Chocolate Crinkle Cookies are a delightful Christmas treat characterized by their rich chocolate flavor and signature crinkled appearance. These cookies are soft and chewy on the inside, with a slightly crisp exterior that crackles as they bake. Coated in powdered sugar, they resemble snow-covered chocolate hills, making them a festive addition to any holiday cookie platter.
| Ingredients | Quantity |
|---|---|
| All-purpose flour | 1 cup + 2 tbsp |
| Unsweetened cocoa powder | ½ cup |
| Granulated sugar | 1 ½ cups |
| Baking powder | 2 tsp |
| Salt | ¼ tsp |
| Vegetable oil | ½ cup |
| Eggs | 2 large |
| Vanilla extract | 2 tsp |
| Powdered sugar | For rolling cookies |
Cooking Instructions:
- Preheat the Oven: Begin by preheating your oven to 350°F (175°C) and line two baking sheets with parchment paper.

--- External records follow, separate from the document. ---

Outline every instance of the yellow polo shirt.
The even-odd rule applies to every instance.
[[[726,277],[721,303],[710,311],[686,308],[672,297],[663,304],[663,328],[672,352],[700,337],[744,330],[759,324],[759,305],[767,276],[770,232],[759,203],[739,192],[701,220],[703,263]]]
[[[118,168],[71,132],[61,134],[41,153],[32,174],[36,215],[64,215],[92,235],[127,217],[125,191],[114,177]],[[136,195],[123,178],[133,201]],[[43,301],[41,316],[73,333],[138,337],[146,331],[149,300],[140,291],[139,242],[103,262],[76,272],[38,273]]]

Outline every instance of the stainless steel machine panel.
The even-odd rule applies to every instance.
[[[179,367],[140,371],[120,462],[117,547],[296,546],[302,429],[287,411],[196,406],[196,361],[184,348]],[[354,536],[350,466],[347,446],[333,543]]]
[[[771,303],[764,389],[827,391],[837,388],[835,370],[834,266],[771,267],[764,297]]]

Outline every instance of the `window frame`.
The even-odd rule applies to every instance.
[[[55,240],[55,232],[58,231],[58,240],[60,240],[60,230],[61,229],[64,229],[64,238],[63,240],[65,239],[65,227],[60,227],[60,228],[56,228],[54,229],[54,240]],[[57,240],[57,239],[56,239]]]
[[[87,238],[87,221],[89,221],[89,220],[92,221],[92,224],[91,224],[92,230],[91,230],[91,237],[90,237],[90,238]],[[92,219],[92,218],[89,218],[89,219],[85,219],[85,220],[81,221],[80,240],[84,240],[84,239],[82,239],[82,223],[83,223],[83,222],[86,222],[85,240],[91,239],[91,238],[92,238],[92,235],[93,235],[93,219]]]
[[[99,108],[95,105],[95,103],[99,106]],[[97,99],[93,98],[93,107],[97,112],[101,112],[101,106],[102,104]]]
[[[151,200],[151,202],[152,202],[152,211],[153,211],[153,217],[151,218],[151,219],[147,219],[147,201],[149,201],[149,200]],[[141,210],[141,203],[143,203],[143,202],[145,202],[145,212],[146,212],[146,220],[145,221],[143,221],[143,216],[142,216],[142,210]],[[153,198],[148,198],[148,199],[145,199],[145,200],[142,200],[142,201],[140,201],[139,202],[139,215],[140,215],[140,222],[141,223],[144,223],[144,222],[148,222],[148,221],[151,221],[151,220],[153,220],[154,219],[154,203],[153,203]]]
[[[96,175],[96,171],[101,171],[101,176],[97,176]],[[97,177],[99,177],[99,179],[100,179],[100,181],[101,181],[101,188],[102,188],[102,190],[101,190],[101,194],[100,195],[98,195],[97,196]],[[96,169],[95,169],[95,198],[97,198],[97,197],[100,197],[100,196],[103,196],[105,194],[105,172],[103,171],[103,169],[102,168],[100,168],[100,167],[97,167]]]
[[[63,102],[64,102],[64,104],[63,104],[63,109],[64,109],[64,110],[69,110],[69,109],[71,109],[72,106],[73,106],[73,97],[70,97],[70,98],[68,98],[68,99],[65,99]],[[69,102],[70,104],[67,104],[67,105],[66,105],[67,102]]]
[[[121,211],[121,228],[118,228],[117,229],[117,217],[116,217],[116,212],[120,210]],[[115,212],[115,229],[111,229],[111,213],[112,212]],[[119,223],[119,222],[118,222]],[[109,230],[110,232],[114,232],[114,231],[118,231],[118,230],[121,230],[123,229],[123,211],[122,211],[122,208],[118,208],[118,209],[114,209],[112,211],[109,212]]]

- Mix Dry Ingredients: In a bowl, whisks together the all-purpose flour, cocoa powder, baking powder, and salt. Set this mixture aside.
- Combine Wet Ingredients: In a large mixing bowl, combine the granulated sugar, vegetable oil, eggs, and vanilla extract. Use an electric mixer to beat this mixture until it is well blended.
- Combine Wet and Dry Mixtures: Gradually add the dry ingredients to the wet mixture, stirring until just combined. The dough will be sticky.
- Chill the Dough: Cover the bowl with plastic wrap and refrigerate the dough for about 30 minutes. This will make it easier to handle.
- Roll Cookies: Once the dough has chilled, use a spoon or cookie scoop to scoop out about 1 tablespoon of dough. Roll it into a ball, then roll the ball in powdered sugar until fully coated.
- Place on Baking Sheet: Place the powdered sugar-coated balls about 2 inches apart on the prepared baking sheets.
- Bake the Cookies: Bake in the preheated oven for 10-12 minutes, or until the edges are set but the centers remain soft. The tops should appear crinkled.
- Cool the Cookies: Remove the cookies from the oven and let them cool on the baking sheets for a few minutes. Then, transfer them to a wire rack to cool completely.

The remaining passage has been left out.